Step 1: Understanding the cost curves.
The marginal cost (MC) curve represents the additional cost incurred from producing one more unit of output. It is a key curve in understanding the production process. The average cost (AC) curve, on the other hand, represents the total cost per unit of output. The MC curve cuts the AC curve at its minimum point, which indicates the point of optimal production where the firm is most efficient in terms of cost per unit produced.
Step 2: Analyzing the options.
(A) Marginal cost curve cuts Total cost curve: This is incorrect. The MC curve does not cut the Total cost (TC) curve at its minimum point. Total cost does not have a minimum point.
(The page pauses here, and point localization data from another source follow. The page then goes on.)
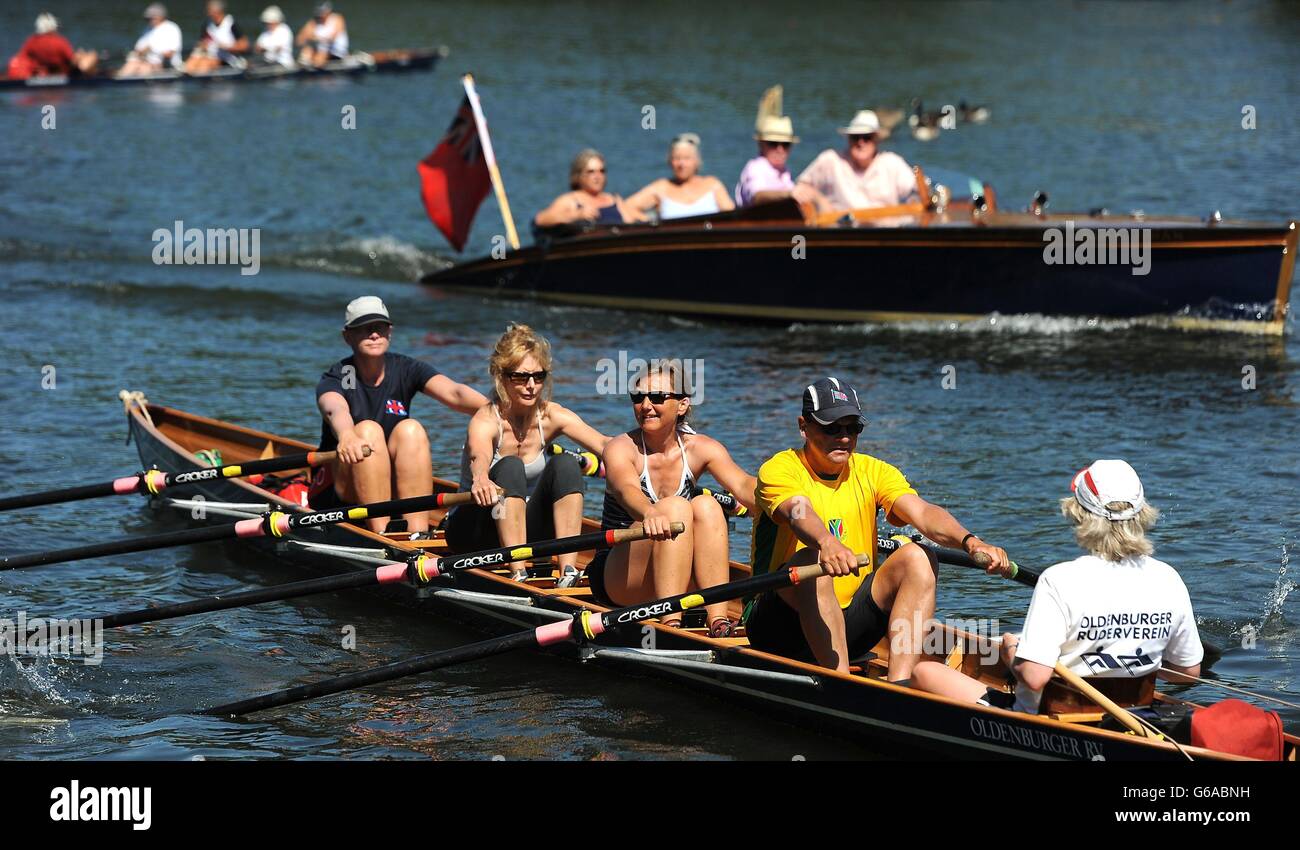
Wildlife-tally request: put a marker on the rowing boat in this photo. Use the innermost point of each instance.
(768, 264)
(354, 65)
(859, 706)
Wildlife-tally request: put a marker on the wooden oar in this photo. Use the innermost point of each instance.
(584, 625)
(155, 481)
(274, 524)
(588, 460)
(1101, 699)
(419, 569)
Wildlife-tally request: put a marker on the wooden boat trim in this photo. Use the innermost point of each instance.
(765, 660)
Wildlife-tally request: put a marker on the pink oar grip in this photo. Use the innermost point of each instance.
(390, 572)
(554, 632)
(124, 486)
(248, 528)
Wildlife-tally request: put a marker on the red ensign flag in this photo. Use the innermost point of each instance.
(454, 178)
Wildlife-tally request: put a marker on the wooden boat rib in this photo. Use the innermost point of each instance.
(356, 64)
(859, 706)
(956, 265)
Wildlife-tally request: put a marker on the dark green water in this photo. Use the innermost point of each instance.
(1118, 104)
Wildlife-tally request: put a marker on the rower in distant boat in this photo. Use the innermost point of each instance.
(159, 48)
(324, 38)
(687, 193)
(542, 495)
(588, 199)
(650, 478)
(861, 176)
(220, 42)
(1117, 612)
(767, 176)
(276, 44)
(365, 403)
(48, 53)
(824, 495)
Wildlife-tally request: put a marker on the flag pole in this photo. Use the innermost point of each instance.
(498, 186)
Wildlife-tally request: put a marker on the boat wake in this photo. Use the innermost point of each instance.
(1040, 325)
(384, 257)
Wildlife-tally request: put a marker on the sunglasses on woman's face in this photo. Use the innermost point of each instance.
(840, 429)
(655, 398)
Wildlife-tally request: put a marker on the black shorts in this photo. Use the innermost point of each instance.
(774, 627)
(472, 528)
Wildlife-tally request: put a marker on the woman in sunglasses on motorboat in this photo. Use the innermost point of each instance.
(651, 475)
(506, 447)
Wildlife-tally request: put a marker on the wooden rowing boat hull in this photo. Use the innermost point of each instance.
(1226, 276)
(885, 716)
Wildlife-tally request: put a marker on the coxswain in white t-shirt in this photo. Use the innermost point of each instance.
(324, 38)
(1114, 612)
(159, 48)
(276, 44)
(220, 42)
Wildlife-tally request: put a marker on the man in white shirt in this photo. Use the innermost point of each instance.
(1116, 612)
(276, 44)
(159, 48)
(861, 176)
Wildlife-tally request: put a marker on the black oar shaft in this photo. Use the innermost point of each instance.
(120, 546)
(224, 602)
(155, 481)
(373, 676)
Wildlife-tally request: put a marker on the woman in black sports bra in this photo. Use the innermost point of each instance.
(650, 478)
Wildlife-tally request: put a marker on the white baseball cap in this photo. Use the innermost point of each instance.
(365, 309)
(1108, 481)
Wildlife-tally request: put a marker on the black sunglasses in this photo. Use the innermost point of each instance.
(840, 429)
(655, 398)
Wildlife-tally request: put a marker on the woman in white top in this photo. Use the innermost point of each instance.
(323, 38)
(687, 193)
(159, 48)
(1114, 612)
(506, 447)
(276, 44)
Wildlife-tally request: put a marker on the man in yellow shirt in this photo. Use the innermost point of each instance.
(826, 497)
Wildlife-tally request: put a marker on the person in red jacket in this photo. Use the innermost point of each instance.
(48, 53)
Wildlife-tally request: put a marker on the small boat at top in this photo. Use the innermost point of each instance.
(355, 65)
(948, 259)
(859, 705)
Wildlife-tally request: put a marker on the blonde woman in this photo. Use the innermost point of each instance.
(651, 473)
(1114, 612)
(687, 193)
(588, 199)
(506, 447)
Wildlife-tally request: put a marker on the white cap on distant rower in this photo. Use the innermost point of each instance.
(364, 309)
(1108, 481)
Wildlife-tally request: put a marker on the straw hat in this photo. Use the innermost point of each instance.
(865, 124)
(776, 129)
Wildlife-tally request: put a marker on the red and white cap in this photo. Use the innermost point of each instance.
(1108, 481)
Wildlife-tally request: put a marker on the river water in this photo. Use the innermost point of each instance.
(1119, 104)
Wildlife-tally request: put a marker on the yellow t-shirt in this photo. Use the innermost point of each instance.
(848, 506)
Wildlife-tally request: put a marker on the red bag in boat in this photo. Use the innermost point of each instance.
(21, 66)
(1239, 728)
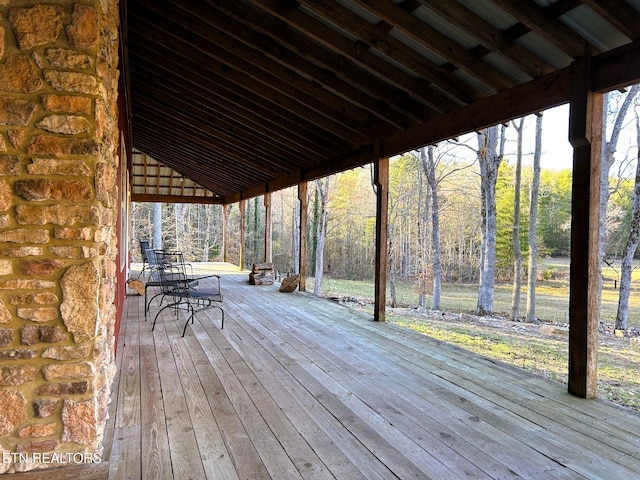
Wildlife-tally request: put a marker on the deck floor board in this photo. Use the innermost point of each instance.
(296, 386)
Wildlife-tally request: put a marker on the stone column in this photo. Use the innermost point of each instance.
(58, 213)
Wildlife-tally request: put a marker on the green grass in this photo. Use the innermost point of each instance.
(552, 296)
(547, 357)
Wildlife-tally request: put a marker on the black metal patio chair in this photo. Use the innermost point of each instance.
(186, 293)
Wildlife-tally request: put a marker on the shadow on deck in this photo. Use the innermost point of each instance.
(300, 387)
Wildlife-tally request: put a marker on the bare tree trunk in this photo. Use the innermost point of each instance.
(489, 160)
(609, 150)
(533, 222)
(157, 226)
(517, 251)
(423, 215)
(430, 172)
(322, 188)
(392, 265)
(295, 231)
(630, 248)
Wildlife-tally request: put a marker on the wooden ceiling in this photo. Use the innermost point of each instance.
(249, 96)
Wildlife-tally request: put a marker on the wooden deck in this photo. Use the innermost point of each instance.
(300, 387)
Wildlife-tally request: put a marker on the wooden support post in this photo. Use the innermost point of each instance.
(267, 228)
(381, 182)
(225, 231)
(302, 260)
(585, 135)
(243, 232)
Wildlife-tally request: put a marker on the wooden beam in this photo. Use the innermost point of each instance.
(302, 261)
(370, 34)
(489, 36)
(267, 227)
(585, 134)
(252, 19)
(433, 40)
(381, 182)
(619, 14)
(531, 97)
(532, 15)
(150, 198)
(352, 50)
(617, 68)
(243, 232)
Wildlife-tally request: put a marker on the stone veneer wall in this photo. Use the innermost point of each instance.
(58, 214)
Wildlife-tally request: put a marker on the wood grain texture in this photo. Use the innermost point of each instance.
(305, 388)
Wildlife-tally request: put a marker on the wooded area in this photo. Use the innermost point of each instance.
(424, 247)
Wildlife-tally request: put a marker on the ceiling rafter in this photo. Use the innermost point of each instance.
(245, 97)
(243, 105)
(489, 36)
(538, 20)
(287, 59)
(619, 14)
(356, 52)
(377, 39)
(296, 106)
(256, 67)
(287, 38)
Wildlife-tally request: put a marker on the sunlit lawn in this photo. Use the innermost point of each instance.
(552, 296)
(618, 367)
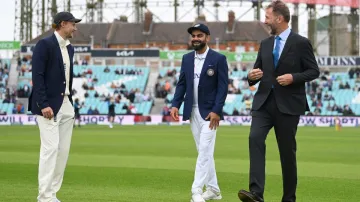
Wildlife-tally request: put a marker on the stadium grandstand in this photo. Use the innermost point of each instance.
(124, 146)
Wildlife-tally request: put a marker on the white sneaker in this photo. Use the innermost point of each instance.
(210, 194)
(197, 198)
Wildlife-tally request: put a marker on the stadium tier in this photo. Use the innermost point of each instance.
(95, 85)
(109, 83)
(335, 92)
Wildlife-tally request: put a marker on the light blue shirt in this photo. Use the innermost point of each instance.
(284, 35)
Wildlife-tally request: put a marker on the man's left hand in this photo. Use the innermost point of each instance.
(214, 120)
(285, 79)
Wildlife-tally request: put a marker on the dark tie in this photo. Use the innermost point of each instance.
(276, 52)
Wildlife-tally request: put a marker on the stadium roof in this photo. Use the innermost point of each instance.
(122, 33)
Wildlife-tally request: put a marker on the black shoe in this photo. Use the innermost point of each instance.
(246, 196)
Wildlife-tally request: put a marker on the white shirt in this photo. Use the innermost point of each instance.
(65, 55)
(284, 35)
(199, 63)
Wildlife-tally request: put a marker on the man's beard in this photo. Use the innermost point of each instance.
(200, 46)
(273, 29)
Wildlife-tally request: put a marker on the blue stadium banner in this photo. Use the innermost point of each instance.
(124, 53)
(77, 48)
(338, 61)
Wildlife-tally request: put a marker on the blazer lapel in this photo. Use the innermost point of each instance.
(59, 55)
(206, 64)
(269, 49)
(286, 49)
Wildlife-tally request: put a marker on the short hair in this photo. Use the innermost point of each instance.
(280, 8)
(56, 26)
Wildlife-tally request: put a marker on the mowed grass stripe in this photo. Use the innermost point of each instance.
(134, 184)
(331, 170)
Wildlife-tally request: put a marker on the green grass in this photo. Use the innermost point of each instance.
(156, 163)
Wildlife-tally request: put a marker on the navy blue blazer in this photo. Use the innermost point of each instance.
(48, 76)
(212, 89)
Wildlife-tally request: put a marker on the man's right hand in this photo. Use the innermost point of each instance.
(47, 113)
(255, 74)
(174, 113)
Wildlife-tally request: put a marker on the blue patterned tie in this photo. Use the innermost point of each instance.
(276, 51)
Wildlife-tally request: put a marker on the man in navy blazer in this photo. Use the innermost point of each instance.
(203, 87)
(51, 101)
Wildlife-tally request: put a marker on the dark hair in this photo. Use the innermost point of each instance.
(280, 8)
(56, 26)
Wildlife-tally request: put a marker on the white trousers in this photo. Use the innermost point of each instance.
(205, 173)
(55, 138)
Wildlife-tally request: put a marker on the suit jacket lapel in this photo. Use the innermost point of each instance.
(269, 49)
(286, 49)
(70, 52)
(206, 64)
(59, 55)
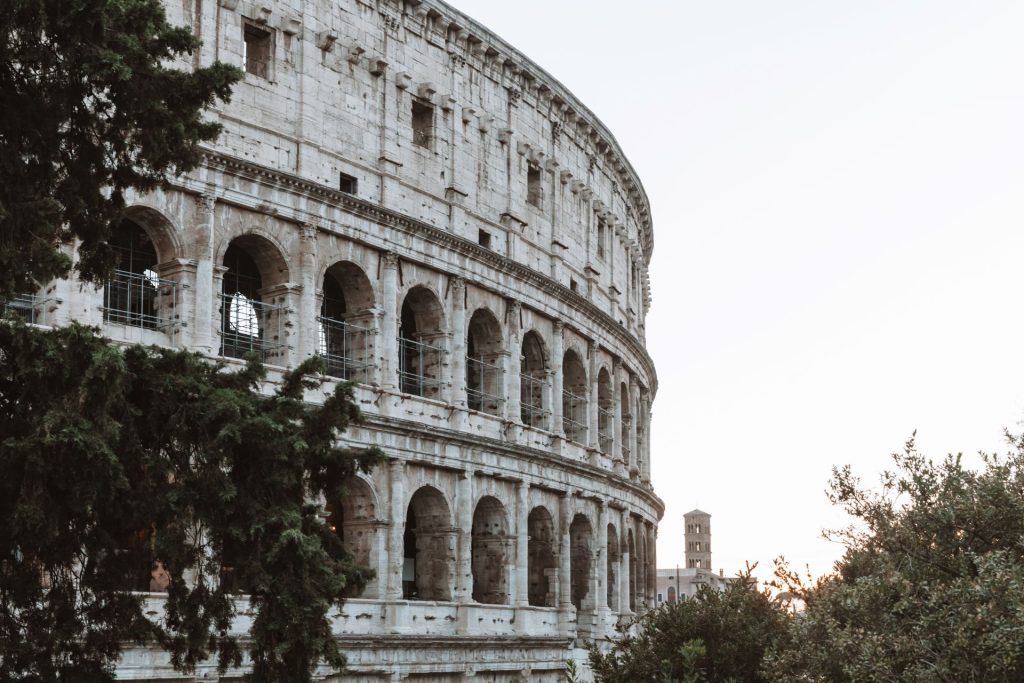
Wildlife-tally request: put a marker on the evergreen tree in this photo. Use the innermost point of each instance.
(89, 110)
(931, 587)
(714, 636)
(117, 462)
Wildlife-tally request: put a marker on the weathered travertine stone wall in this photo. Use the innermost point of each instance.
(400, 190)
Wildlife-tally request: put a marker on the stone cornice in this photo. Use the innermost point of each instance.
(554, 90)
(374, 212)
(517, 451)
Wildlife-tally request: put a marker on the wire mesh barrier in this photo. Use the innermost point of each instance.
(605, 424)
(343, 346)
(249, 326)
(482, 385)
(419, 366)
(574, 417)
(138, 299)
(531, 401)
(26, 306)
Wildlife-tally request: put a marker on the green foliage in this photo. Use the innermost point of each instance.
(116, 458)
(89, 110)
(715, 636)
(931, 587)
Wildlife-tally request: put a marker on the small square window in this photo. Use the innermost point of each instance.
(347, 183)
(423, 124)
(535, 193)
(257, 48)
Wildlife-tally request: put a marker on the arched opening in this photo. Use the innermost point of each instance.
(542, 569)
(428, 547)
(605, 411)
(631, 546)
(642, 569)
(581, 536)
(483, 371)
(251, 323)
(420, 339)
(624, 437)
(613, 559)
(345, 322)
(491, 552)
(532, 382)
(573, 397)
(134, 294)
(353, 519)
(641, 437)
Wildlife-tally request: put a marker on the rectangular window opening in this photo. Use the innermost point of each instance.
(257, 48)
(347, 183)
(535, 194)
(423, 124)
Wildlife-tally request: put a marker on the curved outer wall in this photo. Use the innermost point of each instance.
(413, 158)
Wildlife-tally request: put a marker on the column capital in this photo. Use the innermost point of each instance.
(205, 203)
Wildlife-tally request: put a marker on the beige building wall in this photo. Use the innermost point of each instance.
(400, 190)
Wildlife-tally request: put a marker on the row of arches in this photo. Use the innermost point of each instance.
(557, 391)
(431, 543)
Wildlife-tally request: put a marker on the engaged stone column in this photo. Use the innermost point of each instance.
(457, 368)
(616, 410)
(645, 455)
(464, 519)
(396, 532)
(521, 548)
(602, 556)
(388, 347)
(557, 351)
(634, 401)
(513, 365)
(564, 550)
(204, 293)
(624, 562)
(308, 341)
(592, 417)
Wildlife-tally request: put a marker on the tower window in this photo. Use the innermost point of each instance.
(423, 124)
(257, 48)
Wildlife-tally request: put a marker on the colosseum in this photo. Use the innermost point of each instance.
(398, 189)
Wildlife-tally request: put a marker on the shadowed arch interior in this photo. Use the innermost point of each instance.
(542, 568)
(483, 372)
(420, 337)
(429, 547)
(491, 552)
(573, 397)
(532, 382)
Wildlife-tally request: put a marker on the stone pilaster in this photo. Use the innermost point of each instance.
(457, 368)
(557, 353)
(207, 286)
(308, 326)
(388, 346)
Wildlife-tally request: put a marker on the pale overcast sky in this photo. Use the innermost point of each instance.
(838, 193)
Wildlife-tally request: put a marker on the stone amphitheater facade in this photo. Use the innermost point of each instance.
(400, 190)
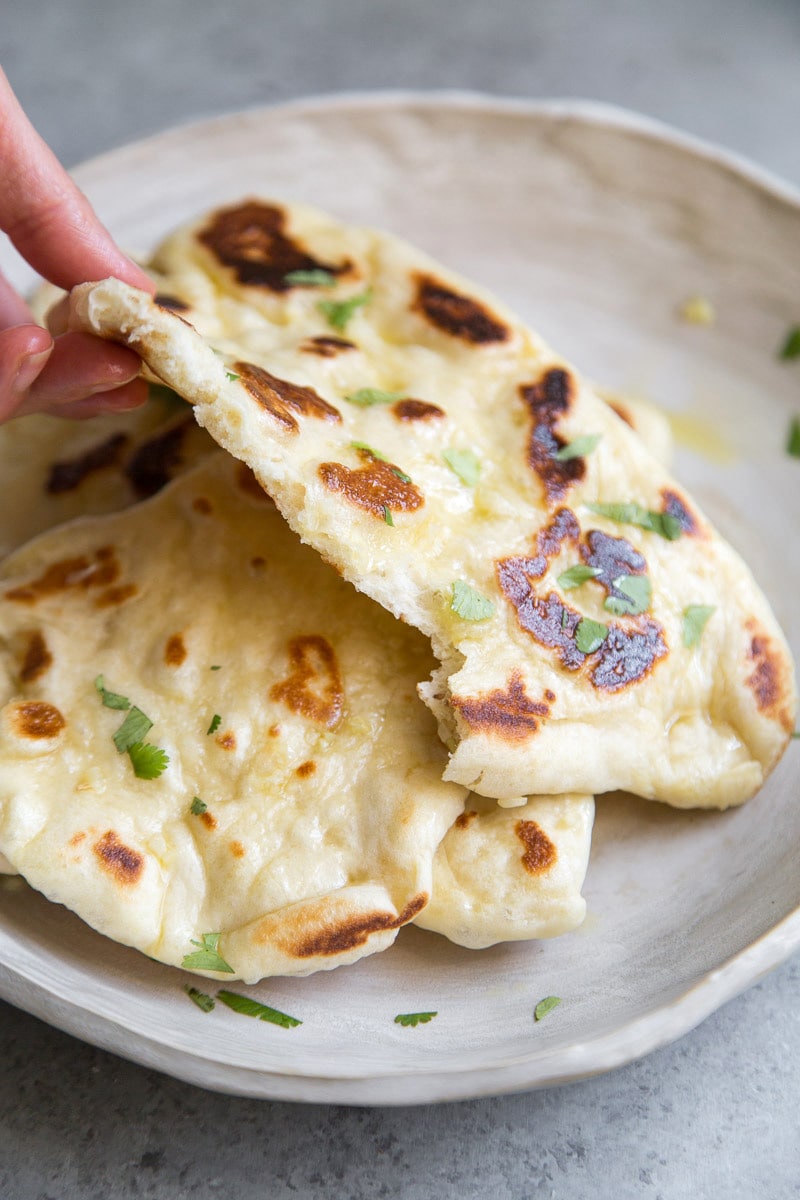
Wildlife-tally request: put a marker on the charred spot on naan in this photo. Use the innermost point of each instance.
(251, 240)
(82, 573)
(770, 678)
(506, 713)
(280, 396)
(313, 687)
(627, 654)
(677, 507)
(376, 486)
(540, 852)
(416, 411)
(457, 315)
(122, 863)
(175, 651)
(36, 719)
(613, 557)
(465, 819)
(68, 474)
(335, 936)
(548, 401)
(326, 347)
(158, 460)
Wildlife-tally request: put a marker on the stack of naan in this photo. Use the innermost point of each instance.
(370, 663)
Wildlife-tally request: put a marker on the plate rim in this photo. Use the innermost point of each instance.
(603, 1053)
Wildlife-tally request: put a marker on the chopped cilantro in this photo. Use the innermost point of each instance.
(695, 621)
(414, 1019)
(338, 312)
(793, 441)
(463, 463)
(662, 523)
(149, 761)
(208, 957)
(380, 457)
(205, 1003)
(254, 1008)
(637, 592)
(368, 449)
(110, 699)
(590, 635)
(546, 1006)
(469, 604)
(578, 448)
(576, 575)
(365, 397)
(791, 346)
(313, 279)
(132, 730)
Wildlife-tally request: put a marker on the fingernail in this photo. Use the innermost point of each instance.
(112, 384)
(30, 369)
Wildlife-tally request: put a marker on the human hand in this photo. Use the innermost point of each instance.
(54, 228)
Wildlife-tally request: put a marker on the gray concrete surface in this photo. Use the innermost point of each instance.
(717, 1114)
(B) Marginal cost curve cuts Average cost curve: Correct. The MC curve cuts the AC curve at its minimum point. This is a key relationship in cost theory.
(C) Marginal cost curve cuts Fixed cost curve: This is incorrect. The FC curve is horizontal and does not have a minimum or maximum point. It does not intersect with the MC curve in this way.
(D) None of these: This is incorrect, as the correct answer is (B).
Step 3: Conclusion.
The marginal cost curve cuts the average cost curve at its minimum point. Therefore, the correct answer is (B) Marginal cost curve cuts Average cost curve.